B.4. Beide middelen zijn afgeleid uit een schending van de artikelen 10 en 11 van de Grondwet.
Artikel 3 van het Wetboek diverse rechten en taksen zou een discriminatie inhouden doordat voor huurovereenkomsten die bij authentieke akte moeten worden verleden een recht van 50 euro moet worden betaald, terwijl voor onderhandse huurovereenkomsten geen recht op geschrift verschuldigd is.
Artikel 8, 1°, van hetzelfde Wetboek zou een discriminatie inhouden doordat de opening van een bankwaarborg is onderworpen aan een recht van 0,15 euro, terwijl de tussentijdse afschriften en het sluiten van de bankwaarborg niet zijn onderworpen aan een recht op geschrift.
B.5. Het komt de wetgever toe de grondslag en de tarieven van de rechten op geschriften vast te stellen. Hij beschikt ter zake over een ruime beoordelingsmarge.
B.6. Wanneer de wetgever akten en andere geschriften aan een belasting wenst te onderwerpen, moet hij noodzakelijkerwijze rekening houden met de moeilijkheden die, inzonderheid wat betreft de administratieve en infrastructurele kosten voor de invorderende administratie, gepaard gaan met de inning van de belasting. Hij vermocht in dat opzicht de belastbare grondslag te beperken tot de akten en geschriften, waarvoor de invorderende administratie een openbaar ambtenaar of een bank als betalingsplichtigen van de belasting kan aanspreken.
B.7. Die keuze van de wetgever heeft weliswaar tot gevolg dat verhuurders verschillend worden behandeld naargelang hun overeenkomst bij authentieke akte werd verleden dan wel onderhands werd opgesteld, maar dat gevolg kan, rekening houdend met het geringe bedrag van de belasting (50 euro), niet als kennelijk onevenredig worden beschouwd.
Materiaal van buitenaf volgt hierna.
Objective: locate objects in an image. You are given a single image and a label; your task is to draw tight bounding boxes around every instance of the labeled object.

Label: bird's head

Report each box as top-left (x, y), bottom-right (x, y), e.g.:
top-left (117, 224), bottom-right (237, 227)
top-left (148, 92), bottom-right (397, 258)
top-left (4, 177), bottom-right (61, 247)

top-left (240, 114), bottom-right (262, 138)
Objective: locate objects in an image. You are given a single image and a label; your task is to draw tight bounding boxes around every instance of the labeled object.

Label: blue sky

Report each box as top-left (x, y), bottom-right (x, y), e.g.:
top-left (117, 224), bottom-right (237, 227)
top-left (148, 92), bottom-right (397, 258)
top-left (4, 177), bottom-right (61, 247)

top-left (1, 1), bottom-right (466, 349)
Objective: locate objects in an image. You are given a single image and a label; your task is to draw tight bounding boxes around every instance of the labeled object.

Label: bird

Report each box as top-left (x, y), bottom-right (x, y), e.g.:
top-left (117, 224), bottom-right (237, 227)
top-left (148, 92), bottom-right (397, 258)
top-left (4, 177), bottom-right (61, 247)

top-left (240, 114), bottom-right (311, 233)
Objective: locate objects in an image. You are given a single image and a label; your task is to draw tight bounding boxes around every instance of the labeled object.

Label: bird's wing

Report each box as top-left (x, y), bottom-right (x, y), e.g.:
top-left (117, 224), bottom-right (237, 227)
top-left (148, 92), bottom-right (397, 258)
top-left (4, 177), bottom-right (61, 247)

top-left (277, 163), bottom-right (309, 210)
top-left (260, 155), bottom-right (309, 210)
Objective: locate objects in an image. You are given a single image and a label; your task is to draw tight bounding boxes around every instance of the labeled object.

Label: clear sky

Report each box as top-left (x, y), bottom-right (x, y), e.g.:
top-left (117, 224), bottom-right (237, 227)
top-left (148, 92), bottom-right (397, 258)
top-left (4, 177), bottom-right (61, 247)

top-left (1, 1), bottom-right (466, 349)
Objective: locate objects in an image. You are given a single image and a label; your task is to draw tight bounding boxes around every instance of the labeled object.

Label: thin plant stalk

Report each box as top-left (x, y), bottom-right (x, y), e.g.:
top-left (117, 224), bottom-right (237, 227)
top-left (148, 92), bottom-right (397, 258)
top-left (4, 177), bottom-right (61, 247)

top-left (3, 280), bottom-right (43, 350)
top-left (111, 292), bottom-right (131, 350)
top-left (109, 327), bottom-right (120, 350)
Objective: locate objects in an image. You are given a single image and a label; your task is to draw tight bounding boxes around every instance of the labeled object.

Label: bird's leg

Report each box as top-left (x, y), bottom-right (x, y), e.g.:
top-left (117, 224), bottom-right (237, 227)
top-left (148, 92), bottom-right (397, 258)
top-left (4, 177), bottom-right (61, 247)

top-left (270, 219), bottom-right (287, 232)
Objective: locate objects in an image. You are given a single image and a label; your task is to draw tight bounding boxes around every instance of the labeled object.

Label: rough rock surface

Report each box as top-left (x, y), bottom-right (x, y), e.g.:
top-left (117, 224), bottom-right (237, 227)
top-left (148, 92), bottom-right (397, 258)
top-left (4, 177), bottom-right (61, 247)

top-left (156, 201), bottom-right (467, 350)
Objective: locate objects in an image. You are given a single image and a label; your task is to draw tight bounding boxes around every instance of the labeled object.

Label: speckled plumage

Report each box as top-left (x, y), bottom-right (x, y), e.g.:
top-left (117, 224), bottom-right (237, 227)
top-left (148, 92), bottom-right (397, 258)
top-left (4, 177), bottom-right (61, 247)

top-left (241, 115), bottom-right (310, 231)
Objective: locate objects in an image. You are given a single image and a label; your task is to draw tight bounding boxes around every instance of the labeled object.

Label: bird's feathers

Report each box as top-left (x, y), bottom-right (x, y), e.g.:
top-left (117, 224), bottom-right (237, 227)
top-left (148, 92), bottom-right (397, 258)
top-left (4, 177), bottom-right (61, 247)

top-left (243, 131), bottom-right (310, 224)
B.8. Ten slotte kan, eveneens rekening houdend met het geringe bedrag van de belasting (0,15 euro), de keuze van de wetgever om slechts de opening van een bankwaarborg en niet de tussentijdse afschriften en het sluiten van de bankwaarborg aan een recht op geschrift te onderwerpen, niet als kennelijk onredelijk worden beschouwd.
B.9. De middelen zijn niet gegrond.
Om die redenen, het Hof verwerpt het beroep.
Aldus uitgesproken in het Nederlands, het Frans en het Duits, overeenkomstig artikel 65 van de bijzondere wet van 6 januari 1989, op de openbare terechtzitting van 4 maart 2008.
De griffier, P.-Y. Dutilleux.
De voorzitter, M. Bossuyt.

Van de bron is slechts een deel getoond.